Что нам было известно об этом списке? Мы знали, что он был составлен поспешно, в то самое утро, когда началась война. Или его составляли больше года. А может, он существовал почти целое десятилетие. Список подразделялся на три категории: «несомненно опасен» (категория А), «потенциально опасен» (категория В) и «сочувствующий неприятелю» (категория С). Вероятность того, что твое имя окажется в списке, была ничтожно мала. Вероятность того, что твое имя окажется в списке, была чрезвычайно велика. В этот список входили только представители нашей нации. В этот список, помимо японцев, входили немцы и итальянцы, но их имена стояли ближе к концу. Список был написан несмываемыми красными чернилами. Список был отпечатан на машинке. Никакого списка вообще не существовало. Список существовал, но только в голове начальника военной разведки, который славился превосходной памятью. Список был порождением нашего воображения. Список включал в себя более пятисот имен. Список был бесконечен. После очередного ареста в список вносилось новое имя. Новые имена появлялись в списке каждую неделю. Каждый день. Каждый час.
Некоторые из нас получали по почте анонимные письма, в которых сообщалось, что вскоре настанет черед наших мужей.
«Думаю, вам лучше уехать из города».
Другие рассказывали, что на поле их мужьям угрожают озлобленные филиппинцы.
«Они окружали его с ножами в руках».
Хитоми, которая больше десяти лет работала экономкой в имении «Принц», среди бела дня взяли под прицел пистолета и напугали до полусмерти. Мицуко после ужина вышла из дома, чтобы собрать яйца из-под кур, и увидела, что в ее хлеву пылает пожар. Мы все знали, что это только начало.
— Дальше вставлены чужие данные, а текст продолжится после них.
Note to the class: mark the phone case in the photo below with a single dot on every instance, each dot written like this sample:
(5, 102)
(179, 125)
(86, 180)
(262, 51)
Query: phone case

Вскоре соседи стали коситься на нас. Маленькая девочка, живущая на ферме у дороги, больше не махала нам рукой из окна. Давние клиенты, которые годами приходили в наши магазины и рестораны, больше не появлялись. Хозяйка, у которой мы служили, миссис Тримбл, подошла к нам, когда мы мыли пол в кухне, и прошептала на ухо: «Ты ведь знала, что скоро начнется война, правда?» Женщины, покупавшие у нас фрукты, теперь обходили наши лотки стороной, потому что боялись, что фрукты отравлены мышьяком. Страховые компании ликвидировали наши страховки. Банки заморозили наши счета. Молочники перестали оставлять молоко у наших дверей. «Распоряжение руководства», — объяснил нам один унылый молочник. Дети, завидев нас, бежали прочь, как испуганные оленята. Пожилые леди, завидев наших мужей, замирали как вкопанные, прижимали к груди сумочки и вопили: «Японцы уже здесь!» И хотя наши мужья пытались нас успокоить…
«Они боятся».
…мы были не готовы к подобному повороту событий. Не готовы к тому, что нас начали считать врагами.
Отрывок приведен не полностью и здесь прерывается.